David Shaw dshaw at jabberwocky.com
Wed Apr 16 15:29:34 CEST 2008

On Apr 16, 2008, at 9:04 AM, Christoph Anton Mitterer wrote:
> On Wed, 2008-04-16 at 08:41 -0400, David Shaw wrote:
>> I was pretty much getting out of this thread as non-useful, but I  
>> have
>> to comment on this.  It's not true.  GPG does not export
>> non-exportable signatures.
> Hmm I wonder if it's worth the effort to publish a review on the RFC,
> would ideas be rejected simply because they change the current way or
> sight on things.
> What do you think?

I think - and please understand I do not mean this as an attack on you  
- that before someone proposes sweeping changes to an RFC, they must  
really understand the history and reasoning behind the original  
design.  Without that understanding, the proposed changes tend to  
become "I don't like this - please change it", without actual  

I contributed a lot of work to 4880, over the span of years.  I found  
that the more I learned, the smaller the change I proposed was.

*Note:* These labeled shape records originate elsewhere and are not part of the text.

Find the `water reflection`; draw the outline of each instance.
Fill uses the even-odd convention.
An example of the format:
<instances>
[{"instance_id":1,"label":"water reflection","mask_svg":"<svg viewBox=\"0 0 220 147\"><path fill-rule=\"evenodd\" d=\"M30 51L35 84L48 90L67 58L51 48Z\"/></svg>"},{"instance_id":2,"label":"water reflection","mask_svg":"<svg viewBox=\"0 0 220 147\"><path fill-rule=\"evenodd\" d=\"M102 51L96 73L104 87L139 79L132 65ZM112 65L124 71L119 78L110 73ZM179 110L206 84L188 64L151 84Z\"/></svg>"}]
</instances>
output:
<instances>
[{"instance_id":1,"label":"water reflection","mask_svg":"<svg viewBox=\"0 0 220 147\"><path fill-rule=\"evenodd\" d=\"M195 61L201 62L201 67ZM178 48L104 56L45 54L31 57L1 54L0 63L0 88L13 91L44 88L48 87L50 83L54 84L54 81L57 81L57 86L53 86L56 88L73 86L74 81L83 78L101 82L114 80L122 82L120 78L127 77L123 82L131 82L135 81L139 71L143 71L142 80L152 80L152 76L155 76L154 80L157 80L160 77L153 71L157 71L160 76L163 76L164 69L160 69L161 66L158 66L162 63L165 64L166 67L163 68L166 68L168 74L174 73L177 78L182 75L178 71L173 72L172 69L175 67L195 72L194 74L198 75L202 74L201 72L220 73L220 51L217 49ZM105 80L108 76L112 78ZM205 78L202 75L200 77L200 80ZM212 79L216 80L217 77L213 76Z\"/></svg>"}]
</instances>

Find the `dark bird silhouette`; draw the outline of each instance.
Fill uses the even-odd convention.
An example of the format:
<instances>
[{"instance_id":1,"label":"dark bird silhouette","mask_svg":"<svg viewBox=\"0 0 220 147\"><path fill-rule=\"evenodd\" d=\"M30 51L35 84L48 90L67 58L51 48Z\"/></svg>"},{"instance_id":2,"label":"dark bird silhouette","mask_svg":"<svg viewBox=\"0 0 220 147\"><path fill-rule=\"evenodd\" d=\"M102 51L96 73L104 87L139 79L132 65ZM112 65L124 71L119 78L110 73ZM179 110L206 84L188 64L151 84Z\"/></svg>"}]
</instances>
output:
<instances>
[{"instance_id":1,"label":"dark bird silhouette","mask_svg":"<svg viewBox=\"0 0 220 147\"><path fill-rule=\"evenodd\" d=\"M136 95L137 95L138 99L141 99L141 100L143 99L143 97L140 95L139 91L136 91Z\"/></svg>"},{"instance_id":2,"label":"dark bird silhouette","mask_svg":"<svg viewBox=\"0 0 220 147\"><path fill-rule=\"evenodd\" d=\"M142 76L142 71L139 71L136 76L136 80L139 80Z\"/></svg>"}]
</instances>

Skipping the actual security issue for a moment and just looking at  
code realities, OpenPGP and its ancestors have been around for so  
long, and there is such a huge base of installed code, that this is  
pretty much the only way to work with it.  It's not a blank sheet of  
paper where anything goes.  This is why V5 keys are so appealing -  
it's not exactly a blank sheet of paper, but it's as close as we've  
had for a very long time.

I don't want to discourage you from suggesting changes, but I do  
advise that you really understand what you are suggesting.  For  
example, the ideas around user IDs being required to be full names  
show misunderstanding of the OpenPGP trust model.  The ideas around  
different parts of the user ID living in different packets (attribute  
packets vs user ID packets) would break a large percentage of existing  
systems.  This is fine, of course, if that breakage is balanced out by  
a corresponding gain in the rest of the system, but I don't see that  
corresponding gain.  Work with a scalpel, not a cutlass.